WEEK OF JUNE 27, 2004

Lead Story

-- In a murder trial about to conclude at press time in Martinez, Calif., the circuslike cast of characters included Glenn Helzer (already convicted of several bizarre murders designed to vault him to power as the one true Mormon prophet), his brother Justin (charged in Glenn's crimes and described as one who takes his meals on the kitchen floor on all fours), Dawn Godman (a self-described "good witch" who pleaded guilty as Glenn's helper and then, as the government's star witness, described Glenn's plot to recruit Brazilian orphans to go to Utah and kill Mormon elders, thus hastening the apocalypse), and a former Playboy centerfold (September 2000), not charged with a crime, who was Glenn's girlfriend and took the stand to vouch for Justin's good character.

Finer Points of the Law

In April, a New York appeals court ruled that Leon Caldwell was entitled to a $50,000 state worker-compensation death benefit on behalf of his son, Kenneth, who died at age 30 at the World Trade Center on Sept. 11, even though Leon had abandoned Kenneth shortly after birth and had seen him only twice since. The court said that Leon "met the legal definition of a parent" (but ordered him to pay Kenneth's mother her long-overdue $20,000 in child-support).

Let's Play "Guess the Explanation"

(1) House of Lords member Norman Tebbit told a radio interviewer in May that homosexuality in Britain is "intimately connected" to the rise in obesity. (His explanation: The breakdown of the family means fewer family meals and more fast-food meals.) (2) Florida state legislative candidate Ed Heeney told a Palm Beach County political meeting in May that homosexuality has made it difficult for him to enjoy his pastime of billiards. (His explanation: "(Y)ou have a situation where the lesbian community is buying restaurants and bars (and, presumably, removing the pool tables).")

Lawyer at Work

In May, Anchorage, Alaska, public defender Leslie Hiebert, representing murder defendant Kenneth Padgett, explained why Padgett's having stuck his mother's corpse between two walls of her mobile home and sealed up the space as a tomb, was not evidence that he had killed her. Hiebert told the jury that Padgett was just trying to help her. She died of natural causes, Hiebert said, but "really loved her trailer" and "would not have a problem" with her remains being buried there. (Padgett was convicted.)

Not My Fault

-- James Samuel Steward suffered severe brain damage in May 1998 after he took an overdose of methadone that someone had smuggled into jail for him while he was an inmate in Goulburn, Australia. In May 2004, Steward's parents filed a lawsuit on his behalf (because he is now unable to care for himself), claiming that it is the government's fault that their son got tempted, in that it did not smuggle-proof the jail, and the Stewards are asking the equivalent of US$2.7 million.

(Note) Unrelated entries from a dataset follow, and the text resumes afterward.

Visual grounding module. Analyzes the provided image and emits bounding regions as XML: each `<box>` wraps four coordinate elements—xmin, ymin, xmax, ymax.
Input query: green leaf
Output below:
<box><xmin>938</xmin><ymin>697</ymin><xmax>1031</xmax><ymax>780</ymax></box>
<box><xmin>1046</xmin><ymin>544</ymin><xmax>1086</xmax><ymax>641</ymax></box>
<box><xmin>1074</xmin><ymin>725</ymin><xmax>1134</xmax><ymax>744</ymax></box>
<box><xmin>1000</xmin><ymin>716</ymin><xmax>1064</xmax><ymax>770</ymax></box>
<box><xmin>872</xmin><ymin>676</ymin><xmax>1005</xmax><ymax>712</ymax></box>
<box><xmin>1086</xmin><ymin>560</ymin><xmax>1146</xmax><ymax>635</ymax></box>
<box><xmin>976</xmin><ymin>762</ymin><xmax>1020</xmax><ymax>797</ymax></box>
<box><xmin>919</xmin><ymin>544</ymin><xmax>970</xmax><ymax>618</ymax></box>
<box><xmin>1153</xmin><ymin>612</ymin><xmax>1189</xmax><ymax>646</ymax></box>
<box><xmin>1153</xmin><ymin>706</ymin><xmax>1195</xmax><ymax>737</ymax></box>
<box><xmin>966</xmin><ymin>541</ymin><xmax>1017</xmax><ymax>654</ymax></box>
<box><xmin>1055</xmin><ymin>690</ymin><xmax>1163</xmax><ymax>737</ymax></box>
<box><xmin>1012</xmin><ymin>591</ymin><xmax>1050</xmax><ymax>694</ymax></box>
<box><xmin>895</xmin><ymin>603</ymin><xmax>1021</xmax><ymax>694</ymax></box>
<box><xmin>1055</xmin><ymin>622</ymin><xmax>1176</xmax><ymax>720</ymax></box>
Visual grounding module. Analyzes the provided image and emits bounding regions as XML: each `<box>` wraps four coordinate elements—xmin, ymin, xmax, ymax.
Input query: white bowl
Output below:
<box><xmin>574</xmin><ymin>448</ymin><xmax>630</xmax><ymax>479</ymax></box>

-- Earlier this year, a worker compensation commission in Sydney, Australia, awarded benefits for "psychological injury" to teacher Jeff Sinclair, caused when Baulkham Hills High School fired him. The basis for the firing was his romantic relationship with a student, which began in 2000 when he was 49 (and the married father of three) and she was 15. Sinclair will receive from the government the equivalent of US$19,000, plus US$215 monthly for as long as his "injury" continues. Teacher and student now live together, as Sinclair and his wife have divorced. (And in May, Sinclair's ex-wife said she would soon file a similar claim for "psychological injury," before the same commission, also based on the firing of her then-husband.)

Compelling Explanations

-- In April, the Alaska Court of Appeals upheld the legality of a police traffic stop of a car that an officer believed was the same car about which a report of occupants fighting had just been called in. The officer said he saw, through the rear window (according to an Anchorage Daily News report) that "the woman in the passenger seat was facing the driver (while the car was stopped for a red light), her left leg on top of the driver's seat, wrapped around his head rest," followed by the man's moving to "lean over" the passenger. That the activity was sex, instead of fighting, was irrelevant, said the court, because either one creates a traffic-safety problem.

-- Lame: Mr. Angel Jones, 27, was convicted of aggravated assault against his girlfriend, specifically, biting off most of her nose in a rage; he admitted the nose was in his mouth but said that due to her using weight-loss medication, her nose had become brittle, and that it just fell off (Toronto, May). And Maurice Williams, 24, was charged with perjury after he told a judge he was not "Williams," even though "Williams" was tattooed on his back. Said Maurice, "I can't see what's on my back. If there's some tattoos on my back, somebody's been bothering me when I'm asleep" (Muncie, Ind., May).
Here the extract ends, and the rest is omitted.